05 Jun 2025 2 min read

FastMEMIT: Slashing Precomputation Time for AI Knowledge Editing by 99.7%

The Hidden Cost of Editing AI Brains

Editing the knowledge inside large language models (LLMs) has become a hot topic in AI research. Techniques like MEMIT, ROME, and EMMET allow us to update facts in transformer models without retraining—think of it like performing brain surgery on an AI. But there's a catch: before you can make any edits, you need to run an expensive "precomputation" step that can take days on a single GPU.

New research from UC Berkeley and University of Virginia reveals we've been massively overcomputing. The team discovered that these editing methods can work just as well with less than 0.3% of the original precomputation requirements, potentially saving hundreds of hours of GPU time when editing new models.

The Precomputation Bottleneck

Current "locate-then-edit" methods like MEMIT require caching hidden representations from millions of Wikipedia tokens before editing can begin. For GPT-J (6B), this means:

44 million hidden vectors per layer
36 hours on an NVIDIA A6000 GPU
Similar scaling for larger models (40 hours for Llama2-7B)

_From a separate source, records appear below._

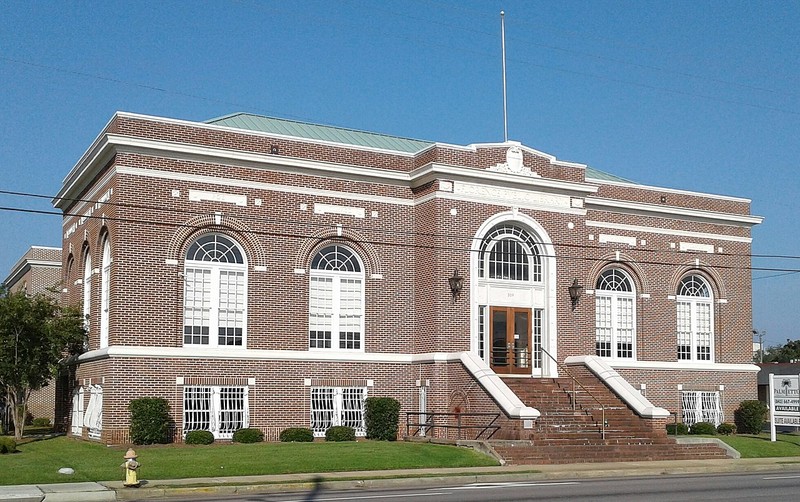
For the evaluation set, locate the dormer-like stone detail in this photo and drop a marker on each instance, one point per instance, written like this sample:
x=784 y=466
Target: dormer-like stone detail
x=514 y=163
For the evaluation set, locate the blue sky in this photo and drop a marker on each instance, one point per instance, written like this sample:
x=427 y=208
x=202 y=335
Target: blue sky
x=694 y=95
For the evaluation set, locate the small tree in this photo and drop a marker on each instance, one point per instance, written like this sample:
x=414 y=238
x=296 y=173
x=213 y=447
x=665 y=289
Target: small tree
x=36 y=335
x=150 y=420
x=750 y=417
x=381 y=417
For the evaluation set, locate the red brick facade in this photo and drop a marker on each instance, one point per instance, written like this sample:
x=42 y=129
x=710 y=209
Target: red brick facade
x=150 y=186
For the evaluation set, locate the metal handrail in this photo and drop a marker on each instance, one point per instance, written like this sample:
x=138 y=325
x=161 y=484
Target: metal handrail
x=430 y=423
x=574 y=381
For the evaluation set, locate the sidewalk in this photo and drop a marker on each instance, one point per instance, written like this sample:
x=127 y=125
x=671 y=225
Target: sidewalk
x=241 y=485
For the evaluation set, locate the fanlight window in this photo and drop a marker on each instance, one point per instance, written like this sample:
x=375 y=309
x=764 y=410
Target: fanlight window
x=336 y=300
x=615 y=315
x=215 y=293
x=508 y=252
x=214 y=248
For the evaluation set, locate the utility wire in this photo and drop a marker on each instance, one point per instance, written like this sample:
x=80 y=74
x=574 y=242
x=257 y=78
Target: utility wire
x=161 y=223
x=411 y=233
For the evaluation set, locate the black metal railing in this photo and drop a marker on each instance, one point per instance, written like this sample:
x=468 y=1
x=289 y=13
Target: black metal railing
x=574 y=393
x=427 y=424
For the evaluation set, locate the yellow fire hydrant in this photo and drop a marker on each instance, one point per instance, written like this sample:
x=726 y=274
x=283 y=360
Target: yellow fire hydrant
x=130 y=467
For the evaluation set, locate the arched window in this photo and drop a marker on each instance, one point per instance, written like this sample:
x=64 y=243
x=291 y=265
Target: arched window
x=615 y=315
x=508 y=252
x=336 y=300
x=105 y=292
x=87 y=287
x=695 y=320
x=215 y=293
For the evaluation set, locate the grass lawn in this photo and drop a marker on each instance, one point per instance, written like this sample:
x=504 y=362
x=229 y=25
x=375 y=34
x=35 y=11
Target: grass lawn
x=38 y=461
x=759 y=446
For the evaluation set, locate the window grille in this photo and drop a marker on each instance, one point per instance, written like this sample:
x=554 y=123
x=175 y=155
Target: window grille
x=615 y=315
x=336 y=300
x=87 y=288
x=219 y=410
x=695 y=332
x=509 y=253
x=77 y=412
x=215 y=293
x=699 y=406
x=93 y=416
x=536 y=348
x=482 y=332
x=332 y=406
x=105 y=292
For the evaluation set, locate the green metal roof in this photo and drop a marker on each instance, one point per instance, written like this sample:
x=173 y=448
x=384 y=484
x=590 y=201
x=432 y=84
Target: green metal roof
x=320 y=132
x=297 y=129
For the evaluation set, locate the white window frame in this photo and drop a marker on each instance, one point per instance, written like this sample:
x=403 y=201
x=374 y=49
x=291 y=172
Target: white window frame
x=206 y=307
x=87 y=289
x=499 y=241
x=701 y=406
x=692 y=312
x=105 y=292
x=330 y=307
x=611 y=318
x=93 y=415
x=333 y=406
x=214 y=402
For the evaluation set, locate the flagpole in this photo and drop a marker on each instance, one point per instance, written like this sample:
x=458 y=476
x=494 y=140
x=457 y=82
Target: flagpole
x=505 y=110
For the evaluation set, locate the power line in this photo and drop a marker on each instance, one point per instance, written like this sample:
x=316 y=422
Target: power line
x=412 y=233
x=384 y=242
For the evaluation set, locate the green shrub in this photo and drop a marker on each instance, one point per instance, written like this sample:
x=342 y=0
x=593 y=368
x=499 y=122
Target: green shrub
x=340 y=433
x=150 y=421
x=199 y=437
x=678 y=429
x=297 y=435
x=382 y=416
x=703 y=428
x=750 y=417
x=7 y=444
x=248 y=436
x=41 y=422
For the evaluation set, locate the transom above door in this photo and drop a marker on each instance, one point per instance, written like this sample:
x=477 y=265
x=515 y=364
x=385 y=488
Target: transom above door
x=515 y=336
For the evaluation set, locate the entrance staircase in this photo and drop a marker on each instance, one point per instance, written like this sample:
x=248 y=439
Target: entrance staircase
x=574 y=434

"It's like having to read the entire encyclopedia before you can correct a typo," explains lead researcher Akshat Gupta. "We found this is fundamentally unnecessary."

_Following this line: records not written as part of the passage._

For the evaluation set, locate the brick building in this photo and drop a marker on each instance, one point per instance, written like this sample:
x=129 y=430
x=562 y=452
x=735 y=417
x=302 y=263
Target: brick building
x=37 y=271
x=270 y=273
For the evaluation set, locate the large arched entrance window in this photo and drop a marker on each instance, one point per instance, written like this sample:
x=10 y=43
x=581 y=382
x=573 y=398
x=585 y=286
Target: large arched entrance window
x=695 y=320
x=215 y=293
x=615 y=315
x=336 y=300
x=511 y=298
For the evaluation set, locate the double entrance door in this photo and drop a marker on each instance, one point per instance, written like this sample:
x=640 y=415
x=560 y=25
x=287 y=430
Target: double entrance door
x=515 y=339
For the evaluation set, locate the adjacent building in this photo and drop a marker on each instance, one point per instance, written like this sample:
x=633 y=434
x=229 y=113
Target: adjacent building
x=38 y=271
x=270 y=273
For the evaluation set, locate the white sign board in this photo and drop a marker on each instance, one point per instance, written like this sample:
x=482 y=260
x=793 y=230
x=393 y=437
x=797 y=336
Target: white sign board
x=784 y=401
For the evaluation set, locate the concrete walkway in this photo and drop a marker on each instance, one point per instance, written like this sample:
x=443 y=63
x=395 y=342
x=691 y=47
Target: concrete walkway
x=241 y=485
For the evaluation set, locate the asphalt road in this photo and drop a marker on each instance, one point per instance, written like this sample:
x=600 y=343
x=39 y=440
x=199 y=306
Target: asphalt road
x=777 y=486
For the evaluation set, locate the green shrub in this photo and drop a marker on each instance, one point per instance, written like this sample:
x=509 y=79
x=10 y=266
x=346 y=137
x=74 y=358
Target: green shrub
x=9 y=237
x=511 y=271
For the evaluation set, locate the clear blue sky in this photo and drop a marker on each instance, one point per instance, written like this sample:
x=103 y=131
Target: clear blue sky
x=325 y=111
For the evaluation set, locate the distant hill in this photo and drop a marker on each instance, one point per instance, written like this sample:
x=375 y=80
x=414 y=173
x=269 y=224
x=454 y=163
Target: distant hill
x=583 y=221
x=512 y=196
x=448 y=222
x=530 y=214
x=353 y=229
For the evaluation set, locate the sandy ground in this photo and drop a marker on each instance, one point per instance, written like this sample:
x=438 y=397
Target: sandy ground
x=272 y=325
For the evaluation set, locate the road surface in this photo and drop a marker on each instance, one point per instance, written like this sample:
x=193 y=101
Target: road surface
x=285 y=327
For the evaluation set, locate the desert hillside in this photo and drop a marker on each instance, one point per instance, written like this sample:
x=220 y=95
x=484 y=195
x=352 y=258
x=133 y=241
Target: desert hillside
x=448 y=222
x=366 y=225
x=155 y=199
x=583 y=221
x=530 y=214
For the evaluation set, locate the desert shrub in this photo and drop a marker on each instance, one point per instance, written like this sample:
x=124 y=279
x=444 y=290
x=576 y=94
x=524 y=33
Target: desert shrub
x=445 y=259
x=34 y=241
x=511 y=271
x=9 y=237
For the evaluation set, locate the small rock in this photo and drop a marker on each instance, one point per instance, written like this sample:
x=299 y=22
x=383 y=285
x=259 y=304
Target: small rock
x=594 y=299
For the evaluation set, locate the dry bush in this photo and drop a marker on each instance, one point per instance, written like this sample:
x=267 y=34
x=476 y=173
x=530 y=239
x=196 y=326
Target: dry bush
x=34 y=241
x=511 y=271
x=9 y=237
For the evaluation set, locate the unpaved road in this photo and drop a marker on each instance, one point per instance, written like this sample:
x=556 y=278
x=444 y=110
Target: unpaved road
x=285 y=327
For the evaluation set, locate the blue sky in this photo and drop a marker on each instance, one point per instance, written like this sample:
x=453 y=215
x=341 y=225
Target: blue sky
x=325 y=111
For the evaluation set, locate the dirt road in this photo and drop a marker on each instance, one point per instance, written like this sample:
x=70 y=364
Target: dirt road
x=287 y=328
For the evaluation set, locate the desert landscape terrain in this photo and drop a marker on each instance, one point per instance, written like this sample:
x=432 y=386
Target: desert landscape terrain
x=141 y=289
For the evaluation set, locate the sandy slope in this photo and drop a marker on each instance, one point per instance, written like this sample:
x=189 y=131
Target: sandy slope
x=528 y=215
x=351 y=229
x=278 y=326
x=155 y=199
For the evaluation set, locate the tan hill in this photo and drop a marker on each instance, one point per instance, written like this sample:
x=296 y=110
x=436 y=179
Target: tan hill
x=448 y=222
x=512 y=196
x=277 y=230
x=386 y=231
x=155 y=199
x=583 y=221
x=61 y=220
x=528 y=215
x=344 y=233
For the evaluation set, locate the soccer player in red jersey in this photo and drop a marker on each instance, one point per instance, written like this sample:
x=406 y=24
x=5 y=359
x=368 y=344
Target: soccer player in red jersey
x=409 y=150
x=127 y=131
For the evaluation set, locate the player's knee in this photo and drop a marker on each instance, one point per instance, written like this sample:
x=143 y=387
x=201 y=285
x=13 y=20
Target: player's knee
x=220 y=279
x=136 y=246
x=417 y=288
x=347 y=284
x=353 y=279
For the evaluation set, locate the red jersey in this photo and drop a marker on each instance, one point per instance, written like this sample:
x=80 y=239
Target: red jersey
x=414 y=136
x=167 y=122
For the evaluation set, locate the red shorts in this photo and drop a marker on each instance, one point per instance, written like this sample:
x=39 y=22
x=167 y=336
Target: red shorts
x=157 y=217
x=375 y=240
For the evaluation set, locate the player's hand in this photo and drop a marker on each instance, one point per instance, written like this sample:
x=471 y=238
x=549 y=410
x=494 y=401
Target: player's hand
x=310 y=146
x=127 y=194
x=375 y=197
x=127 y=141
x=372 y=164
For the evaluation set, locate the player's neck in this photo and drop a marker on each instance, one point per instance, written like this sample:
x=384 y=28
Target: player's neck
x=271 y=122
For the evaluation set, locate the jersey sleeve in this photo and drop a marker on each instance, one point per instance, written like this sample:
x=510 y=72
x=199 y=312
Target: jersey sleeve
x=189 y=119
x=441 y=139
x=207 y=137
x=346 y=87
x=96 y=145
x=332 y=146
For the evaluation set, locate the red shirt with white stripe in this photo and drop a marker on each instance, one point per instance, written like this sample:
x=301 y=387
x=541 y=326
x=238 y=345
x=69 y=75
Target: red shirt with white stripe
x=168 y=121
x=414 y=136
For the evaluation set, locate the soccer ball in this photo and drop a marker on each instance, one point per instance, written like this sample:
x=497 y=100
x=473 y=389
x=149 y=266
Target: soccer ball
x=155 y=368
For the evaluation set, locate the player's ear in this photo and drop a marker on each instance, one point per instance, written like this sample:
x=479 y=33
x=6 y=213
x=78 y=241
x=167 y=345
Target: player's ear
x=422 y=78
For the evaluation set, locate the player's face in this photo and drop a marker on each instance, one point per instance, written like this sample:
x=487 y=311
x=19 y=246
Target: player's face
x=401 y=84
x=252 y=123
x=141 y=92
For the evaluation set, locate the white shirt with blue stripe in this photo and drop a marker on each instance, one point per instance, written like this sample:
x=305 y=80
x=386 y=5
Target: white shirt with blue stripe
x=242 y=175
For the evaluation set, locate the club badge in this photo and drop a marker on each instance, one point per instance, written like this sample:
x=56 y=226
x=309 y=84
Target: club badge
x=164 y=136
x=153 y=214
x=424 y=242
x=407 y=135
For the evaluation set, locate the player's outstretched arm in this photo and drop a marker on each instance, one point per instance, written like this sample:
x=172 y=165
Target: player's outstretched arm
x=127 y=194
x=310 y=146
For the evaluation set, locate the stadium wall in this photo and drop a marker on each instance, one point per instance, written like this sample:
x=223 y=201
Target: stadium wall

The Breakthrough: FastMEMIT

The team analyzed the mathematical foundations of editing algorithms and found the theoretical minimum precomputation needed. For GPT2-XL (hidden dimension 1600), only ~6,400 independent vectors are mathematically required—a tiny fraction of current practice.

Key findings:

10x Minimum Works Best: While the theoretical minimum is d_k vectors (e.g., 6,400 for GPT2-XL), using 10× that amount (64,000) achieves 95%+ of full performance
Massive Time Savings:

GPT2-XL: 12.8k tokens vs. 44M (0.03%)
GPT-J: 32k tokens vs. 44M (0.07%)
Precomputation completes in minutes vs. days

Performance Maintained: Editing quality (efficacy, paraphrase, neighborhood scores) remains within 5% of full precomputation

Why This Matters for Business

Faster Experimentation: Teams can test edits on new models within minutes rather than waiting days
Cost Reduction: Eliminates hundreds of GPU hours per model
Scalability: Makes knowledge editing feasible for larger models where 44M precomputation would be prohibitive

The Fine Print

The approach works slightly differently across models:

GPT Models: Dynamic multiplier of 2-3 suffices
Llama2: Requires multiplier of 10 for stable performance
Small batch edits (<10) need minor regularization

"This isn't just about saving compute," notes co-author Thomas Hartvigsen. "It fundamentally changes how quickly we can adapt models to new information—critical for business applications where facts change rapidly."

What's Next

The team has open-sourced their implementation, opening the door for:

Real-time model updating systems
More frequent fact-checking cycles
Practical applications in legal, medical, and financial domains where accuracy is critical

As AI models continue to grow, techniques like FastMEMIT that reduce the overhead of model maintenance will become increasingly valuable. The era of waiting days to correct an AI's knowledge may soon be over.